李慕白聽了德嘯峰這些話,雖然心裡氣忿,不以為然。但想不必和德嘯蜂爭論,他走之後,自己愛怎麼樣就怎麼樣,所以就含糊看答應。在德家吃了晚飯,臨走時,德嘯峰給了他一個錢莊的存摺,叫他用錢時隨便去取,李慕白就走了。次日又到德家來,門上的人就說:「我們老爺今兒一清早就走了。」李慕白就說:「若是有甚麼不認識的人,到這宅裡來麻煩,你們就出城找我去!」門上的人說:「我們老爺臨走時,也囑咐過我們了,說是有甚麼事就請李大爺去。」李慕白回到廟裡。自從德嘯峰一走,偌大的北京城,更無一個朋友,寂寞時只有到纖娘那裡去談談。李慕白因為很注意那徐侍郎與胖盧三這兩個人,就問過纖娘。據纖娘說:徐侍郎是她的熟客,胖盧三不過是徐侍郎的朋友;因為徐侍郎是個作官的人,不便出入花街柳巷,所以每次只是由胖盧三把她找去,或是叫條子出去。見面的地方,有時在飯莊子,有時在胖盧三的外家。並說那個徐侍郎年有六十多歲,是個很闊的人,並且跟一位王爺最好,所以胖盧三很巴結他。李慕白又問到外面傳說纖娘要跟徐侍郎從良的話,鐵娘羞得滿臉通紅,說:「我並不願跟徐侍郎從良。徐侍郎家裡也有兩個妻,他不願再要人,這都是胖盧三,要拿著我應酬徐侍郎。」李慕白聽纖娘這樣說,就把那胖盧三恨入骨髓,就想:早晚見著他,非要揍他一頓不可!

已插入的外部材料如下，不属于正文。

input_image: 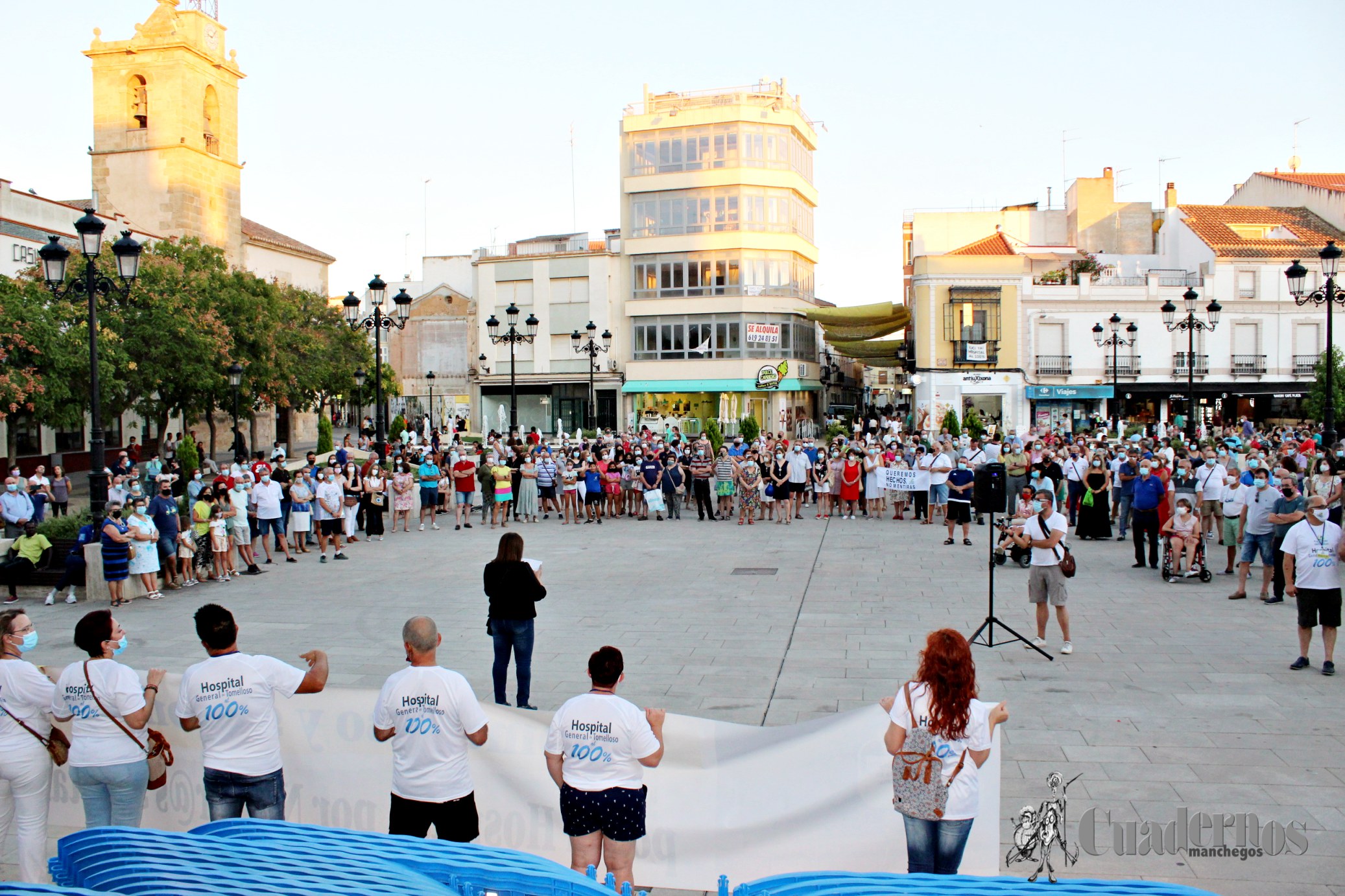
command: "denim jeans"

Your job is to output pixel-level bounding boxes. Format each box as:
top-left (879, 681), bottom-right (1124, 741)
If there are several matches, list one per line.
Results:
top-left (70, 759), bottom-right (149, 827)
top-left (204, 768), bottom-right (285, 821)
top-left (903, 817), bottom-right (977, 875)
top-left (491, 619), bottom-right (534, 706)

在德嘯峰走後的第五天,這時正在三伏,十分悶熱,李慕白在小屋裡熱得更是蒸籠一般。他就在院中陰涼下,鋪了一領涼蓆躺著,揮著扇子。這個院子裡,只有殿中供著的古佛和兩廊停著的棺材,連和尚都不常到這裡來。李慕白仰面看了會天際飄浮的白雲,剛要睡覺,忽聽一陣腳步雜亂之聲,有三個人進到院中來。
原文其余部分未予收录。